Page News & Courier

Heritage and Heraldry

A casualty of war – the family of George W. Summers, Sr.


Article of November 29, 2001


Likely a descendant of Hans George Sommer, George W. Summers was not as Anglican as the surname may imply at first glimpse. Hans George was born ca. 1713 in the Palatinate and died on April 26, 1787 in Toms Brook, Virginia. Most of Hans’ children settled in Frederick, Shenandoah and Augusta County.

The first appearance of George W. Summers in Page County vital records occurs in 1835 with his marriage to Susannah Strickler. Susannah, the daughter of A. and Susan Hollingsworth, was born in Shenandoah County and had, apparently, married a Strickler prior to marrying Summers. By 1845, the Summers family included four daughters and one son.

With the outbreak of the Civil War, George W. Summers, George Sr.’s only son enlisted with Co. D, 7th Virginia Cavalry. By war’s end, he would command the company as a captain.

However, the first traumatic episode of war in the Summers family would occur with daughter Mary Summers Strole. By 1862, Hiram and Mary Summers Strole had two wonderful daughters – Amanda Susan (1857) and Mary Lee Virginia (1859). But, in January 1862, not five years old, Amanda died from sickness on the 22nd. Four days later, wife Mary, followed in death. This left only two-year-old Mary Lee with Hiram as the sole parent. It seems unlikely that Hiram would enlist so quickly in the aftermath of such tragedy and, perhaps, he was one to be swept up into the draft that followed early before that spring.

Listed on the rolls of the Page Grays, as a precaution, Hiram made his last will and testament which looked after the well-being of his only daughter in the event of his death – leaving all of his “lands and the benefits thereof.” In the event that Mary would die, then all property would be divided among two of his brothers – George and Abraham (later a member of the Purcell Artillery and killed in the trenches of Petersburg in days before the end of the war in 1865) and sister-in-law, Susan.

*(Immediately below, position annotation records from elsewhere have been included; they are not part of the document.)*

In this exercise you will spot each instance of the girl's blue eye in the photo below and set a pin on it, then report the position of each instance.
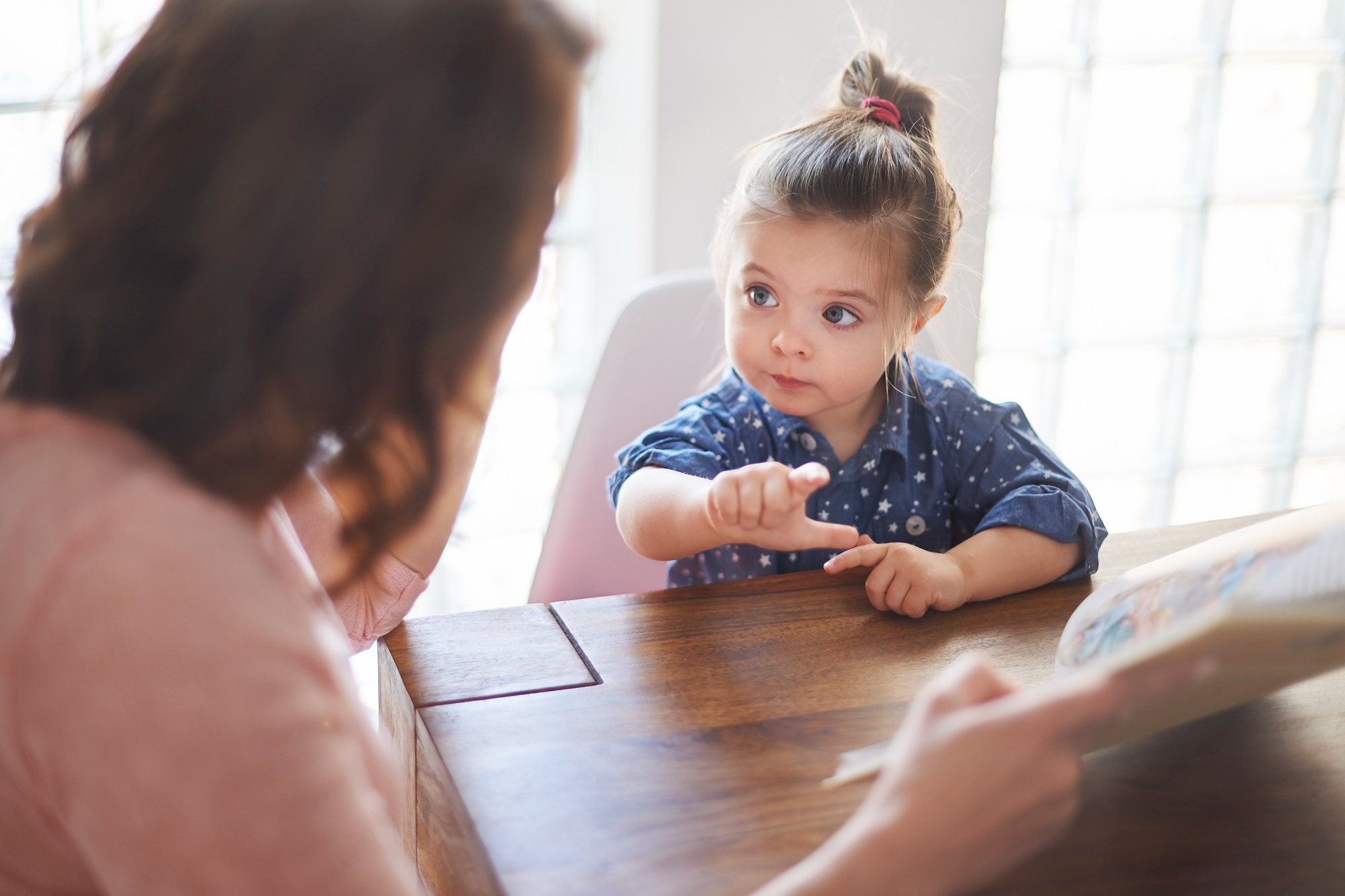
(762, 298)
(840, 317)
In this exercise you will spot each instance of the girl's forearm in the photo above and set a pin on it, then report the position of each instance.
(1007, 560)
(664, 514)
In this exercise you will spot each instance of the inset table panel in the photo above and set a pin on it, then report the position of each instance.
(489, 653)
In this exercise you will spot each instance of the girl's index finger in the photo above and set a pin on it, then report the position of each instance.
(809, 478)
(867, 555)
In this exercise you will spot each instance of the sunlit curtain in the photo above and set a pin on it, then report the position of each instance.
(1165, 264)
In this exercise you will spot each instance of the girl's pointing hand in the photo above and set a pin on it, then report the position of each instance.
(766, 505)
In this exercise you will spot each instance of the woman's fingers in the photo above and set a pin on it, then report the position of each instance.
(968, 681)
(1082, 702)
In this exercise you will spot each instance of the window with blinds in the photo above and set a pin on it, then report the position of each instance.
(1165, 264)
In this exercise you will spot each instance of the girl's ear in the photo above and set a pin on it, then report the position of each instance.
(931, 306)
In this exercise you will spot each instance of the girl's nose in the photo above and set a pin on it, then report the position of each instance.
(789, 341)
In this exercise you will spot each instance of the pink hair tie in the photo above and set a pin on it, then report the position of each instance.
(883, 111)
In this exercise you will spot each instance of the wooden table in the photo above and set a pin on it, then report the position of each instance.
(673, 743)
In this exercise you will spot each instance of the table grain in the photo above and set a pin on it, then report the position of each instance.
(675, 743)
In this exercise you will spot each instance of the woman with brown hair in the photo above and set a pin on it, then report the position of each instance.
(293, 235)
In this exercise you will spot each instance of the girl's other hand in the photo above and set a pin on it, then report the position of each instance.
(906, 579)
(766, 505)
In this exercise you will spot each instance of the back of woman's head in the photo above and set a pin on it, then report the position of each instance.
(283, 220)
(870, 162)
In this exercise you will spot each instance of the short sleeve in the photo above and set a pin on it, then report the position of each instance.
(1004, 475)
(190, 717)
(701, 440)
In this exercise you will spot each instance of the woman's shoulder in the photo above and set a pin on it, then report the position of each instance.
(92, 502)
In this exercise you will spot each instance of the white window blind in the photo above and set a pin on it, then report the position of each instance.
(1165, 264)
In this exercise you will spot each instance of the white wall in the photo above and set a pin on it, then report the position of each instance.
(732, 72)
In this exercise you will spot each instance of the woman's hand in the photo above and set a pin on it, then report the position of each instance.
(766, 505)
(981, 775)
(906, 579)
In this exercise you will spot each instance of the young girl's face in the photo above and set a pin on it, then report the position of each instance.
(802, 315)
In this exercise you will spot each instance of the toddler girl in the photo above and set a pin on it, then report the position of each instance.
(828, 444)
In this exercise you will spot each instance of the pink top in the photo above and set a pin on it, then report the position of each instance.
(177, 713)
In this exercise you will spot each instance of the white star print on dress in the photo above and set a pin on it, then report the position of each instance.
(953, 490)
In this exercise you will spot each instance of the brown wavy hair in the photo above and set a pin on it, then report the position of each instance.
(283, 221)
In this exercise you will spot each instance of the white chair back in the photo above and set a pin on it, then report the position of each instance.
(666, 342)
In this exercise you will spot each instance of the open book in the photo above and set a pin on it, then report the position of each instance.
(1266, 603)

In the months that followed, Hiram would brave the elements and battles in the Valley, around Richmond and finally, in the fields around Manassas. Though he survived the intensely heated contest at Brawner Farm on August 28, 1862, the following day, during a strong Union attack, Hiram was killed. Captain Michael Shuler wrote that after falling “back a short distance, [they] were not able to get the dead off.” Ultimately, Hiram’s body was recovered and brought back to Page and buried next to his wife and daughter.

Within days of her third birthday on September 3, Mary was an orphan.

Mary did survive and, with her marriage to Wilson Asbury Koontz in 1878, began another branch of her family that would include six boys and three girls.

The end of the war, as many know, did not bring relief for the Summers family, as, on June 27, 1865, George W., Jr. was executed without trial at Rude’s Hill.

Within six years of the end of the tragic war, Susannah Summers died leaving George Sr. with what appears from his writings, to have been a struggle with depression over the loss of his only son. At only 65 years of age, George W. Summers, Sr. died on September 26, 1877.